The RREP travels back along the reverse path that was set up during the RREQ flood.
As the RREP travels back:
- Each node learns the forward path to D
- When RREP reaches A, the route is complete
A can now send data to D. The route was discovered only when needed.
Intermediate Route Reply
What if some node along the way already knows how to reach D?
It can send the RREP immediately! No need to flood all the way to D.
This speeds up route discovery when routes are partially known.
Route Maintenance: RERR
Nodes are mobile. Links break.
When a node detects a link failure (neighbor disappeared), it sends a RERR (Route Error) back to the source.
The source can then:
- Start a new route discovery
- Or use an alternative route if one exists
AODV Message Summary
| Message | Purpose | Who Sends |
|---|---|---|
| RREQ | Find a route to destination | Source (broadcast) |
| RREP | Reply with route information | Destination or intermediate |
| RERR | Report a broken link | Node detecting failure |
The Trade-off
AODV saves bandwidth when the network is quiet.
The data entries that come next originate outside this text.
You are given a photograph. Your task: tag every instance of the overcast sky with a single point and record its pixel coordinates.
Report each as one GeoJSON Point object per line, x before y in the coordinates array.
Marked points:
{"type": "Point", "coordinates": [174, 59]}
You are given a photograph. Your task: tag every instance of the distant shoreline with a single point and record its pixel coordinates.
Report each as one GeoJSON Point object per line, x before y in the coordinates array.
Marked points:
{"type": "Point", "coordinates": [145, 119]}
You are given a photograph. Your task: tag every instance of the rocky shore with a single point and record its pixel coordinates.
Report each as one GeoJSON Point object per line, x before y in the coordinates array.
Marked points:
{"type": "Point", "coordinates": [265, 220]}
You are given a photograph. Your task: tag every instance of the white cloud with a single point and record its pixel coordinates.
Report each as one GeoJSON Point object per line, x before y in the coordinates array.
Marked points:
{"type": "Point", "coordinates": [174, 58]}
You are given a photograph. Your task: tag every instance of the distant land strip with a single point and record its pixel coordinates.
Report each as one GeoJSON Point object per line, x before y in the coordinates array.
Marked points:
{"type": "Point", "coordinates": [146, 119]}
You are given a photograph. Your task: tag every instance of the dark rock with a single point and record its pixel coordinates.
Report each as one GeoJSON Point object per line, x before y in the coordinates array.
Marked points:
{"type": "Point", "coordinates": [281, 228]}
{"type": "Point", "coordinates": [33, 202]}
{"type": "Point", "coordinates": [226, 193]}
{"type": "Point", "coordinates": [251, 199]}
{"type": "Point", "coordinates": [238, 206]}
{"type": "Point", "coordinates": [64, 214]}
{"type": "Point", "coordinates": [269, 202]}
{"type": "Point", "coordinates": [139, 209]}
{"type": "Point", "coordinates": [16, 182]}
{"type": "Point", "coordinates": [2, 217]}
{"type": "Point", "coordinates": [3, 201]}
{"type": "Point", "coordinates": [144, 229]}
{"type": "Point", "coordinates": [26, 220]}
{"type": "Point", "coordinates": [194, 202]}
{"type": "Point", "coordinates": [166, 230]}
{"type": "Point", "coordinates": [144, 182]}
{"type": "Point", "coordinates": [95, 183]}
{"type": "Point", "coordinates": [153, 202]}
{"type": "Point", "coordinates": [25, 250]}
But there’s a cost.
The first packet waits.
When A wants to send to D, the first packet must wait while:
- RREQ floods the network
- RREP travels back
This is called route discovery latency.
OLSR: Routes always ready, constant overhead AODV: No overhead when idle, but delay on first packet
Deficiency: Route Discovery Latency
For real-time traffic (voice, video), waiting for route discovery is a problem.
The delay can be hundreds of milliseconds in a large network.
Also: Route discovery causes a flood of RREQ packets. If many nodes start discoveries at once, the network gets congested.
AODV trades constant overhead for occasional flooding.
When to Use AODV
Good for:
- Sparse traffic (long idle periods)
- Battery-constrained devices
- Networks where not everyone talks to everyone
Bad for:
- Real-time traffic (latency-sensitive)
- Dense traffic (frequent route discoveries)
- Highly mobile networks (routes break often)
OLSR vs AODV
| Aspect | OLSR | AODV |
|---|---|---|
| Type | Proactive | Reactive |
| Route discovery | Always ready | On-demand |
| Overhead when idle | High | None |
| First packet delay | None | Route discovery time |
| Best for | Dense traffic | Sparse traffic |
| Standardized | RFC 3626 | RFC 3561 |
Neither is “better”. They’re optimized for different scenarios.
Summary
| Concept | Description |
|---|---|
| Reactive | Routes discovered only when needed |
| RREQ | Route Request (floods to find destination) |
| RREP | Route Reply (travels back to source) |
| RERR | Route Error (reports broken links) |
| Reverse path | Set up during RREQ flood |
| Deficiency | Route discovery latency |
AODV is the opposite of OLSR. It waits until you need a route, then finds one. No constant overhead, but the first packet has to wait.